For the five-skill model, eight to 10 items tapped each skill. For the first skill, NS, some examinees at each raw-score point between 19 and 30 had mastered NS but others had not. The area of overlap in this score range included only 89 of the 2,000 students. Eight hundred and eight students with raw scores below 19 did not master the NS skill and are expected to have difficulty with NS items. The distributions for the other four skills show similar patterns. It was somewhat difficult to differentiate skill-mastery status for students scoring in the very middle of the raw-score range.

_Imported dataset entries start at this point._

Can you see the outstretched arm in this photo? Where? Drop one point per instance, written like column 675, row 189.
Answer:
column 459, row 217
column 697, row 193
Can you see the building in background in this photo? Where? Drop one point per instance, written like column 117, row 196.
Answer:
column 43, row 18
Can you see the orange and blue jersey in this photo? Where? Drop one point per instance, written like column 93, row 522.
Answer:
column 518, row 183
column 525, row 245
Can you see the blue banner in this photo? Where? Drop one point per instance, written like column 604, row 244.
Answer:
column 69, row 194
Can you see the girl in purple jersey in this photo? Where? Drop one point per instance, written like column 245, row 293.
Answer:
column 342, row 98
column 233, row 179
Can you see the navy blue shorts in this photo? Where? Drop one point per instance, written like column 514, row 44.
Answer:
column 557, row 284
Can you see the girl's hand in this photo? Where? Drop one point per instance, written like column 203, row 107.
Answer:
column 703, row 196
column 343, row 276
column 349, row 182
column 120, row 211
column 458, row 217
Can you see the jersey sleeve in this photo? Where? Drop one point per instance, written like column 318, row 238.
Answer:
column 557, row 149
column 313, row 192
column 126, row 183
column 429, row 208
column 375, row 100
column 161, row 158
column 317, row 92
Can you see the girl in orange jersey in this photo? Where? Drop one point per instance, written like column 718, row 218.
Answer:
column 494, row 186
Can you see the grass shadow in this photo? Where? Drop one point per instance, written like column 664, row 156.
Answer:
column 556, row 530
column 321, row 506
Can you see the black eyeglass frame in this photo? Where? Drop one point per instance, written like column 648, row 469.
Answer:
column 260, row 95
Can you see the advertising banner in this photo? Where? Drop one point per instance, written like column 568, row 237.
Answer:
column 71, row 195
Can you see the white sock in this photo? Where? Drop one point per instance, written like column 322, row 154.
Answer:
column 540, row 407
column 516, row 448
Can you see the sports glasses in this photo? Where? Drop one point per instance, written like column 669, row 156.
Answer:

Similar patterns appear for the 15-skill model in Figure 6 but more overlap is seen in each plot. Overlap occurred when students in the mastery category had wide raw-scores ranges. The degree of overlap also related to the number of items in each skill. Skills with fewer items showed greater overlap, such as for Skill 3 (measured by two items; with 499 of 2,000 students in the area of overlap), Skill 4 (three items; 624/2,000), and Skill 10 (three items; 609/2,000). Skills with more items generally showed less overlap, such as Skill 9 (13 items; 379/2,000), Skill 14 (19 items; 289/2,000), and Skill 15 (9 items; 337/2,000). Given a set number of test items, as the number of defined skills increases, the number of items measuring each skill will likely decrease. When few items tap a skill, the capacity to clearly assign mastery and nonmastery status is low. This reflects a trade-off between finer-grained Q-matrix modeling and discriminating power.

Item-Level Results

Table 4 presents the correlations between the IRT estimates and the five- and 15-skill DINA-model parameter estimates based on Sample 1. All correlations between IRT and DINA parameter estimates were higher for the five-skill model. The correlation between IRT and DINA discrimination indices for the five-skill model was .78, over twice that for the 15-skill model (.31). The IRT and DINA guessing indices had low to moderate correlations for both Q-matrices.

Table 4.

Correlations Between IRT and DINA Parameters.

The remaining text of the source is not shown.